First crucial point which this post is missing: the first (intuitively wrong) net reconstructed represents the probabilities using 9 parameters (i.e. the nine rows of the various truth tables), whereas the second (intuitively right) represents the probabilities using 8. That means the second model uses fewer bits; the distribution is more compressed by the model. So the “true” network is favored even before we get into interventions.
Is this always going to be the case? I feel like the answer is “not always”, but I have no empirical data or theoretical argument here.
I’ve tried this before experimentally—i.e. code up a gaussian distribution with a graph structure, then check how well different graph structures compress the distribution. Modulo equivalent graph structures (e.g. A → B → C vs A ← B ← C vs A ← B → C), the true structure is pretty consistently favored.
I don’t think this is much better than just linking up variables to each other if they are strongly correlated (at least in ways not explained by existing links)?
Just that does usually work pretty well for (at least a rough estimate of) the undirected graph structure, but then you don’t know the directions of any arrows.
I think this approach only gets the direction of the arrows from two structures, which I’ll call colliders and instrumental variables (because that’s what they are usually called).

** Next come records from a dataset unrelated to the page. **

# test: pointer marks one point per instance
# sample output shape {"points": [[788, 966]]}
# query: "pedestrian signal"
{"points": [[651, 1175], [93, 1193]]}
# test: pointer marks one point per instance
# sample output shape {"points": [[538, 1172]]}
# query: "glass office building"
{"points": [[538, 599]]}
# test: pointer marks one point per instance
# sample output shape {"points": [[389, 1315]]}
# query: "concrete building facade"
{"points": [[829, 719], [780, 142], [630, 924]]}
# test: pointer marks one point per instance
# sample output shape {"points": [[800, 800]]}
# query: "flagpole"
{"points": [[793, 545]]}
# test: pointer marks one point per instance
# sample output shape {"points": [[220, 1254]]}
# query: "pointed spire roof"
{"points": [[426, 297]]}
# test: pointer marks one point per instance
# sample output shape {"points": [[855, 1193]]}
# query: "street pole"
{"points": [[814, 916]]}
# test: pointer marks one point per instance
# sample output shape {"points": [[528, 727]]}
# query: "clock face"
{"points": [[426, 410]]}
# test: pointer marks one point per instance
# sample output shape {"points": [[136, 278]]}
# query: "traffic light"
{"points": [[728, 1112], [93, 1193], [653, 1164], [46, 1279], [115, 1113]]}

Colliders are the case of A → B ← C, which in terms of correlations shows up as A and B being correlated, B and C being correlated, and A and C being independent. This is a distinct pattern of correlations from the A → B → C or A ← B → C structures where all three could be correlated, so it is possible for this method to distinguish the structures (well, sometimes not, but that’s tangential to my point).
Instrumental variables are the case of A → B → C, where A → B is known but the direction of B—C is unknown. In that case, the fact that C correlates with A suggests that B → C rather than B ← C.
I think the main advantage larger causal networks give you is that they give you more opportunities to apply these structures?
But I see two issues with them. First, they don’t see to work very well in nondeterministic cases. They both rely on the correlation between A and C, and they both need to distinguish whether that correlation is 0 or ab⋅bc (where ab and bc refer to the effects A—B and B—C) respectively. If the effects in your causal network are of order e, then you are basically trying to distinguish something of order 0 from something of order e2, which is likely going to be hard if e is small. (The smaller of a difference you are trying to detect, the more affected you are going to be by model misspecification, unobserved confounders, measurement error, etc..) This is not a problem in Zack’s case because his effects are near-deterministic, but it would be a problem in other cases. (I in particularly have various social science applications in mind.)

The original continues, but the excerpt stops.